On Sunday, it was our goal to get up early and spend the entire day at the MET Museum of Art. Dani was contemplating on joining us, but then decided that sleeping in was a much better strategy for the day. From 10am-3 we planned on strolling the exhibits. Then we were to leave for a hip-hop/stomp concert in Rumsey Playfield. On the walk from the 6-train to the museum, my sister realized her need to find a bathroom. We needed breakfast anyways, so we decided to stop in a place, buy something, and use their restroom. The problem with this idea was that hardly any of the convenience stores/cafes had bathrooms for customer use.

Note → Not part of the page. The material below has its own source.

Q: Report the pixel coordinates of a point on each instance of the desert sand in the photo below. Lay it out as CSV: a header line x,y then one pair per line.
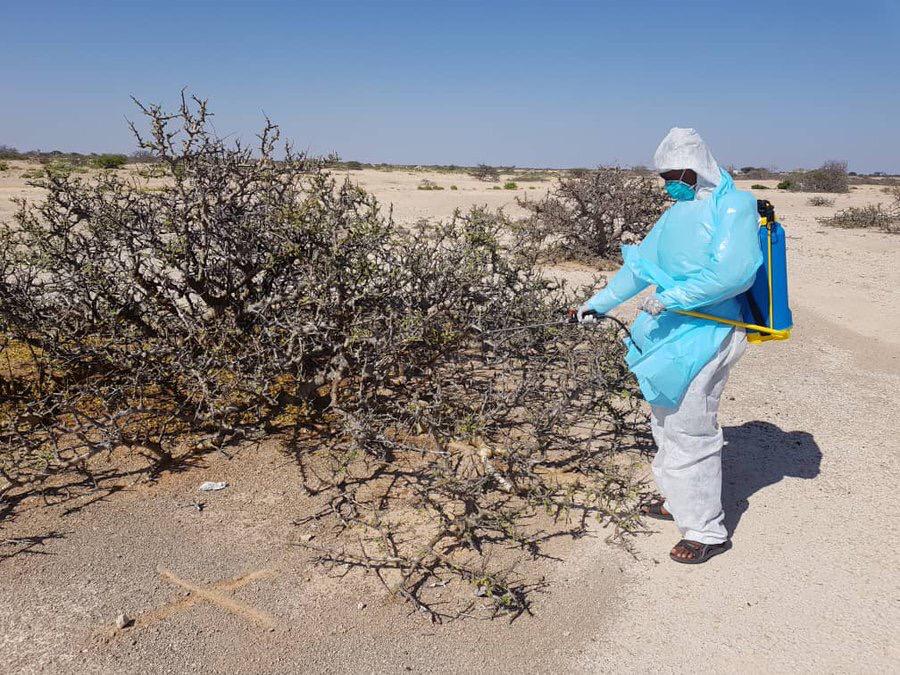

We wandered and rambled with no success. This made us think back to a funny commercial that previewed before an outdoor movie the other night in Bryant Park. The commercial was an ad for hand sanitizer and featured a cookie-monster-like puppet as the main character. A joke was made about everyone in the audience needing to use hand sanitizer because, in fact, we were probably sitting where a bum had previously peed. There were at leave two thousand members there to view the summertime outdoor movie special. You really had to be there to see the humor, but everyone in the crowd suddenly lifted their hands off the ground and roared with laughter.

I had often wondered where the homeless people go to use the bathroom. I’d assume that they find dark ally-ways, dumpsters, or even bushes in the park, but I never thought the day would come that I’d see the following horrific sight. On my walk to work out in Long Island City the other day, I kid you not; I saw a human turd settled in the middle of the sidewalk. Though I obviously didn’t stop to examine the thing, I knew it could only be human by the unsettling pair of whitey-tighties on the ground in the very vicinity. I could not believe my eyes, yet it was so believable.

The image is still fresh in my mind, though it’s been over a week since I beheld this grotesque sight. You will see many wonderful things while in New York, but you will also witness some rarities that you will wish you never had the misfortune of seeing. That’s enough of the potty talk. Moving on to breakfast—weird transition—I know.  We found a little bakery near the MET and got too many goodies to finish. We took some to go, but they wouldn’t let us take them into the museum with us. Walking back outside, we crammed most of the expensive pastries into our mouths, but we were so full that we ended up throwing some away.

We bought our tickets for full price, though any sort of donation was accepted. I would have felt so guilty telling the clerk that we wanted to pay a dollar each or, even worse, a penny like most of the NYU girls I met did. I have such a demanding conscious. At first, I was reading many of the plaques under the artworks, but upon realizing I wasn’t retaining any of the information, I drifted along quickly without continuing reading. We spent an entire 6 hours on the bottom floor and didn’t even get to the Egyptian display. I started getting a little antsy, and my sister’s feet were tired. The Punk Fashion Exhibit was the last we viewed that day. Besides the Interior Design expositions, the fashion exhibit was by far the coolest. Punk isn’t really my style, but as a designer, one must learn to appreciate all forms of fashion.